It would have been obvious to one of ordinary skill in the art before the effective filing date of the invention to modify the teachings of Nakagawa and Kim to include Ansorregui’s features of identify reinforcement information that is determined based on the electronic processing system being identified as being operated in a first power mode of a plurality of power modes associated with the electronic processing system, the reinforcement information being associated with one or more of the processor, the sensor, or the cooling subsystem.
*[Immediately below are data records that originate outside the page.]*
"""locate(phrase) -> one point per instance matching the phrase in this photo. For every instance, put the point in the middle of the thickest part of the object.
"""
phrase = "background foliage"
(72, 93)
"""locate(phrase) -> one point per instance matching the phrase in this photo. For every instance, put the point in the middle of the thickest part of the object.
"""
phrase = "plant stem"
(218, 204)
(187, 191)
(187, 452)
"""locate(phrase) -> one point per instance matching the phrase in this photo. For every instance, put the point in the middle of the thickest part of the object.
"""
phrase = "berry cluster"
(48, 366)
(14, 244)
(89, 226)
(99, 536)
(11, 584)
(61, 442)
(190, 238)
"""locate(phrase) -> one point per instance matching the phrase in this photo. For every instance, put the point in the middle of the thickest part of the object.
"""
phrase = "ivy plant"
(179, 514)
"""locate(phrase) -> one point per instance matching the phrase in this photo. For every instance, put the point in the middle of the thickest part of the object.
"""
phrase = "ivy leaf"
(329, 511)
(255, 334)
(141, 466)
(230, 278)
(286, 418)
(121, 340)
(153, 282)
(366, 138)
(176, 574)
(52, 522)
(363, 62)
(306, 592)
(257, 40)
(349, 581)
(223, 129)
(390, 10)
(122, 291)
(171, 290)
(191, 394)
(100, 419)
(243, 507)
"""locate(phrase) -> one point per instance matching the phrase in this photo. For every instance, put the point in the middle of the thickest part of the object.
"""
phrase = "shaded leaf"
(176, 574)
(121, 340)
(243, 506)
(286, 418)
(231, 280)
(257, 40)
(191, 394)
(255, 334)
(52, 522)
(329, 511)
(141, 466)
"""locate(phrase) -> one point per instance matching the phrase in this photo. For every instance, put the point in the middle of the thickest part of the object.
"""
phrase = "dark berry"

Doing so would balance performance or power consumption of hardware. (Ansorregui, [0011])

Regarding to Claim 9, the limitations in this claim is taught by the combination of Nakagawa, Kim, and Ansorregui as discussed connection with claim 3.

Regarding to Claim 10, the limitations in this claim is taught by the combination of Nakagawa, Kim, and Ansorregui as discussed connection with claim 4.

Regarding to Claim 12, the limitations in this claim is taught by the combination of Nakagawa, Kim, and Ansorregui as discussed connection with claim 6.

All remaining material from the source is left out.